Several Congressional Democrats praised Rettig on HuffPost, saying they had a good working relationship and he was a competent administrator.
“His work on implementing the expansion of the Child Tax Credit has been important because it has been one of Washington’s most transformative policies in generations,” said Senator Sherrod Brown (D-Ohio).
Rettig, 64, doesn’t have much political experience, having had a long career representing high net worth clients under IRS audit before Donald Trump put him in charge of the IRS, an agency that Republicans have vilified it for decades.
From the start, Rettig sent an important signal about how he would do the job.
During his confirmation hearing in 2018, Rettig said he hoped to “dramatically narrow the tax gap”, the revenue that the IRS misses mainly because of non-payment from wealthy people like its former clients, whose incomes are often not reported regularly. payroll forms. The tax gap is not a top priority for Republicans, but Rettig also said he wanted to modernize the IRS’s computer system and would resist political pressure. Fifteen Democrats ultimately joined with all Republicans that year in voting to confirm him as commissioner.
“People change their attitude when their job is at stake.”
– Representative Bill Pascrell (DN.J.)
Some of the good vibes wore off after Democrats won the House of Representatives and asked Rettig to turn over copies of Trump’s tax returns, in accordance with a federal law that says the Treasury Department “shall” provide all statements requested by tax policy committees.
Treasury Secretary Steve Mnuchin – the Cabinet official overseeing the IRS at the time – stepped in to deny the request, which had been made to Rettig. Asked by Democrats on Capitol Hill, Rettig tried to stay out, noting that the IRS is just a treasury office.
This was the first time the IRS has refused to file a requested tax return, as far as everyone knows, and it amounted to an outright breach of federal law, as many Democrats have pointed out. at the time. Rep. Bill Pascrell (DN.J.) even went so far as to say that Mnuchin and Rettig should be locked up.
“If they say no to the end, then I would put them in jail until the end,” Pascrell said in May 2019. “It’s the law of the land.”
Pascrell told HuffPost this month that he wasn’t sure if he still believed Rettig should go to jail and that he would like to know more about the decision to withhold the statements.
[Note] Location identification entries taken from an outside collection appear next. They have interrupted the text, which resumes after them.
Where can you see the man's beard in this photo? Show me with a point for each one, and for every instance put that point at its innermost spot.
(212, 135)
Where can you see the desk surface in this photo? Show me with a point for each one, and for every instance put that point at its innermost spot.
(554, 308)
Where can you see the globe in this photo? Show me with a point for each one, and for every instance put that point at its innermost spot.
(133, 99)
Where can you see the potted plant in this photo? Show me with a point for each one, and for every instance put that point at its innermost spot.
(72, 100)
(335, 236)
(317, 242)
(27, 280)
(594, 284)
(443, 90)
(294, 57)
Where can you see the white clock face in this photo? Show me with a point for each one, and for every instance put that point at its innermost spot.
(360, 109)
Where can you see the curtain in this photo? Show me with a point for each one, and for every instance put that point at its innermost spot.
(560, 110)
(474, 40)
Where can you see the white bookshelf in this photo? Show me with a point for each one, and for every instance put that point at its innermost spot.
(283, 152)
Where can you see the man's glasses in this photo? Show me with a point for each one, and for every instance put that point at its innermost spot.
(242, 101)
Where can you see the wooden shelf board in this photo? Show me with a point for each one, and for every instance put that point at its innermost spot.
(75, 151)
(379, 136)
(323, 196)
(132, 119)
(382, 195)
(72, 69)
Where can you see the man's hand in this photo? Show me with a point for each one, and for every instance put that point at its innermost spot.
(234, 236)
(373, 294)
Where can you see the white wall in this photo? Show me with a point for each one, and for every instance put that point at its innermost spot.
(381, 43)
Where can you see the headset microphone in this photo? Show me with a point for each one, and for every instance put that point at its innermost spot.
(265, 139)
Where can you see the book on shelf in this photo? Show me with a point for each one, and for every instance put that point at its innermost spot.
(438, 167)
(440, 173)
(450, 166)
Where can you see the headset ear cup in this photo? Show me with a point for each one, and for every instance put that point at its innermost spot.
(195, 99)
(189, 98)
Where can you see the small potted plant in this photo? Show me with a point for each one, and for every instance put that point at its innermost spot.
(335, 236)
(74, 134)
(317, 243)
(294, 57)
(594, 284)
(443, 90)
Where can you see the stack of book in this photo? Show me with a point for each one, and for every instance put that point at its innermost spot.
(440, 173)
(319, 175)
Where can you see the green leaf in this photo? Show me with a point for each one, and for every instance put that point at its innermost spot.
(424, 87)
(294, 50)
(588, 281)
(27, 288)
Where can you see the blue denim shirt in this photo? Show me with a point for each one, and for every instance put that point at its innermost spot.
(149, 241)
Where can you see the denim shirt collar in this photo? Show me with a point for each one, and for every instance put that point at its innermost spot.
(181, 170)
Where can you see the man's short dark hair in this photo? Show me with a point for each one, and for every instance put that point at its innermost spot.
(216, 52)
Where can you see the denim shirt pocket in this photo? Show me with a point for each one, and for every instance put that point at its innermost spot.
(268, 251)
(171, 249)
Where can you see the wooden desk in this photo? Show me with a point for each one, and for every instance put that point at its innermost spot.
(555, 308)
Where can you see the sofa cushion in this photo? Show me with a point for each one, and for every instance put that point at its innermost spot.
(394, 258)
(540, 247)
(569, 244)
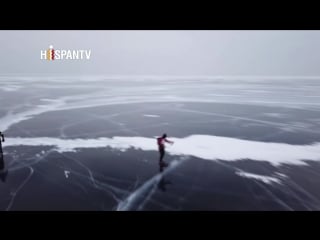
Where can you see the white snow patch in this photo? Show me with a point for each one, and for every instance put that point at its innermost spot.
(201, 146)
(265, 179)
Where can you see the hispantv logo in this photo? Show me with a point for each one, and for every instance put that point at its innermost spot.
(62, 54)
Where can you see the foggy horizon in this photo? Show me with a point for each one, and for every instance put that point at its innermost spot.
(165, 53)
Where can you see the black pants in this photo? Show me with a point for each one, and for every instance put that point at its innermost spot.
(162, 152)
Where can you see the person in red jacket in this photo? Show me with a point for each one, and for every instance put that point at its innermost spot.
(161, 145)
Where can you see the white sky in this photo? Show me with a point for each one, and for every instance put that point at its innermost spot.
(188, 53)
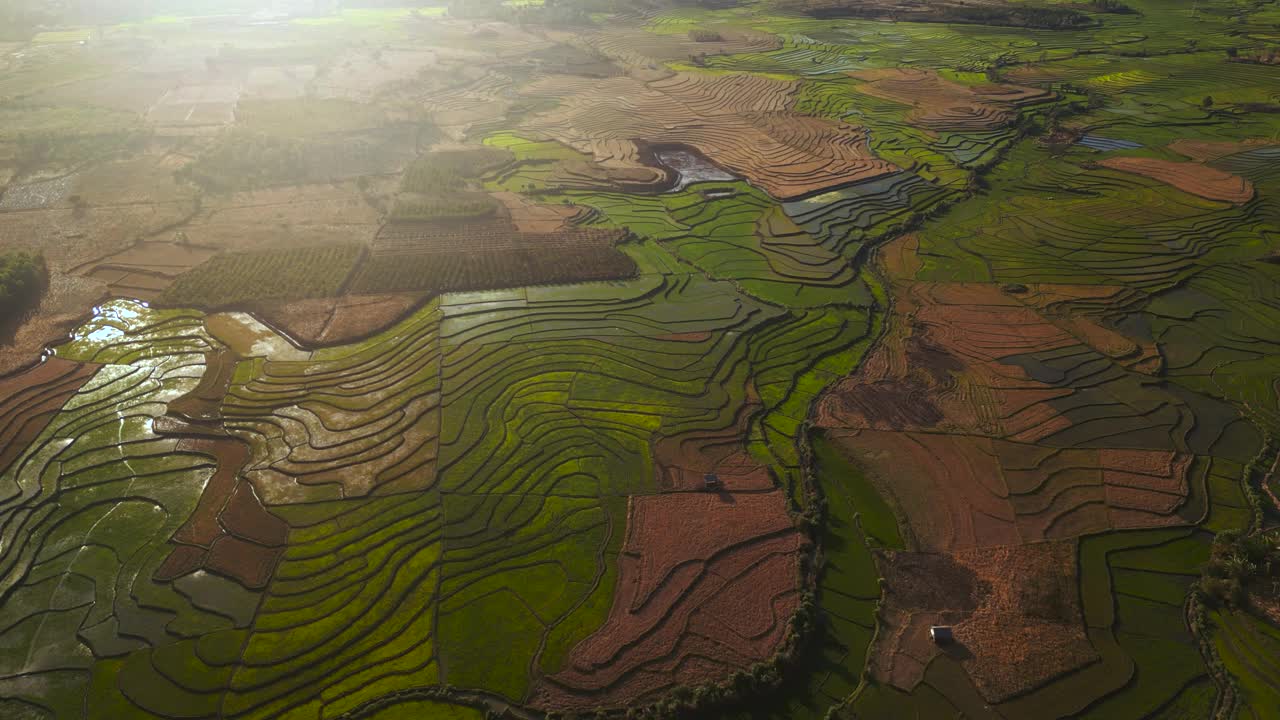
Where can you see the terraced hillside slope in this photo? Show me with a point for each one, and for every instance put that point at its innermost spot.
(670, 360)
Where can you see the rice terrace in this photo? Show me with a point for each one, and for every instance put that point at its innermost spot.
(640, 359)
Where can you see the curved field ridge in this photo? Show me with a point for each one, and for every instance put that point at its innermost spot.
(705, 586)
(745, 122)
(1194, 178)
(1014, 610)
(964, 491)
(31, 399)
(944, 105)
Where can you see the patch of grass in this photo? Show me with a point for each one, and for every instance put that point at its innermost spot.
(265, 274)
He came up with a simple theory for Rettig’s solid job as Biden’s IRS commissioner.
“People change their attitude when their job is at stake,” he said.
Representative Lloyd Doggett (D-Texas), another big supporter of getting Trump’s tax returns, said Rettig needs to be ideologically flexible. “I would definitely prefer to have a new IRS commissioner,” Doggett said.
Under Biden, the Treasury Department has said it will comply with Democrats’ demand for Trump’s returns, and the only remaining hurdle is a Trump-appointed judge taking his time making a decision in the case.
In a statement to HuffPost, Rettig said he took the same approach to his work under both administrations: “I believe in our country and am committed to helping the tax administration and everyone who interacts with the IRS, including our employees, taxpayers, tax professionals and Congress. “
Rettig is serving a set sentence which is not until next year. Congress has given some agency officials terms that do not correspond to changes in administration in order to isolate their work from the politics of the day.
Former IRS Commissioner John Koskinen, who served under both Barack Obama and Trump, said Rettig had done a good job moving from administration to administration and that was normal for a political candidate with a five-year term.
“The aim is for the tax administration to be apolitical and for the commissioner’s term to be structured as a five-year term to make it clear that this is not a normal political appointment,” Koskinen said in a statement. E-mail.
But the idea of isolating agency heads from politics might be wishful thinking, and its days might be numbered. The Supreme Court said last year that Trump has every right to fire the director of the Bureau of Consumer Financial Protection before his term ends, and the court this year blessed Biden’s dismissal of the head of the Federal Housing Finance Agency.
Too many restrictions on a president’s ability to fire people and control his own administration, the court found in these cases, violates the separation of powers between different branches of government. Biden used this year’s decision to then get rid of Trump’s remainder in the Social Security Administration.
It’s probably important to have a team player at the IRS, an increasingly important office for domestic politics. When Congress wanted to send pandemic relief checks to everyone in America, it asked the IRS to do so. When Democrats wanted to create a monthly allowance for parents, they asked the IRS to do so.
Some doubted the IRS could start these child tax credit payments by July, less than three months after the law was passed, but Rettig assured lawmakers it would work and so far the program seems to have worked as well as expected, if not better.
The problem with using the IRS for family allowances is that low-income people don’t have to file federal income tax returns, so the IRS didn’t have an established way to reach them. The office has tried to reach out through local nonprofits and creating an online portal where parents can sign up for payments. At the beginning, the the website was of poor quality, and didn’t even work on smartphones, but the IRS made improvements after Democrats like Brown and Sen. Ron Wyden (R-Ore.) complained.
“He was responsive when I reported issues to him, like the first website accessibility issues during deployment, and worked to resolve them immediately,” Brown said.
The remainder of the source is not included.